Abstraction is a major driving force of progress. By finding solutions that are more and more general, we can increase the scope of our practical and theoretical knowledge.
It is from this perspective that I have approached Glen's impressive work at Agoraphilia. When it looks like half of a roll of toilet paper is left (based on the change in the radius of the roll), Glen asked, how much of the tp is really left? Using measurements he took of a typical roll, (4 cm in tube diameter and 10 cm in total diameter), Glen found that the answer was about 39% (or, more precisely, 11/28). He then generalized his result to the case where the apparent proportion of roll used is a variable, X. Then the actual fraction of remaining toilet paper, Y, is
Y = [(3X + 2)^2 – 4]/21
In the interest of peer review and further generalization, I treated both the radius of the tube, r, and the radius of the entire roll, R, as variables. Then, using only geometry (calculations of the volumes of cylinders), Y can be found to equal:
Y = [(X^2)(R - r) + 2Xr]/(R + r)
Though it isn't obvious, this formula simplifies to his formula when R = 5 and r = 2. It also verifies Glen's claim that his formula is correct when both r and R change proportionally, since both the numerator and denominator are linear in r and R. That also means that it doesn't matter if you use centimeters or inches or some other unit, or if you measure the diameter or the radius, as long as you're consistent in your choices.

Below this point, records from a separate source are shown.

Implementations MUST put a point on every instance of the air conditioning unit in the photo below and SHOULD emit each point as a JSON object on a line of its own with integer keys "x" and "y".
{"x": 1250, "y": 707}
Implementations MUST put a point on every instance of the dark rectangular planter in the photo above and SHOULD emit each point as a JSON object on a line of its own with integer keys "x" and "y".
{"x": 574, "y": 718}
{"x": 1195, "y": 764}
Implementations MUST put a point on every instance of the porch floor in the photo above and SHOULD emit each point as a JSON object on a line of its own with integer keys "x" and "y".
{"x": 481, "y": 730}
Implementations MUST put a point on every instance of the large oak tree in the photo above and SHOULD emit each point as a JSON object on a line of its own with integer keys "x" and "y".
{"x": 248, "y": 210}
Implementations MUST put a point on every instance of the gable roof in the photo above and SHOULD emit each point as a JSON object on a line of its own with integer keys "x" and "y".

As a test case of this formula, I calculated Y for a roll with a 10" diameter and a 1.625" diameter core, which fits the Surface Mounted Jumbo - Roll Toilet Tissue Dispenser. In that case, when it looks like half of the roll is gone, in reality only [(.5^2)(10 - 1.625) + 2(.5)(1.625)]/(10 + 1.625) = 32% remains. And when it looks like 10% of the roll is still left, there's actually only 3.5% of a roll on the tube.
Chalk another one up for progress.
Update: The fact that changing r and R proportionally does not change Y means that the general formula for Y can be simplified further. Let T be the the ratio of the total diameter of the toilet paper roll to the diameter of the tube, T = R/r. Then
Y = [2X + (T - 1)X^2]/(T + 1)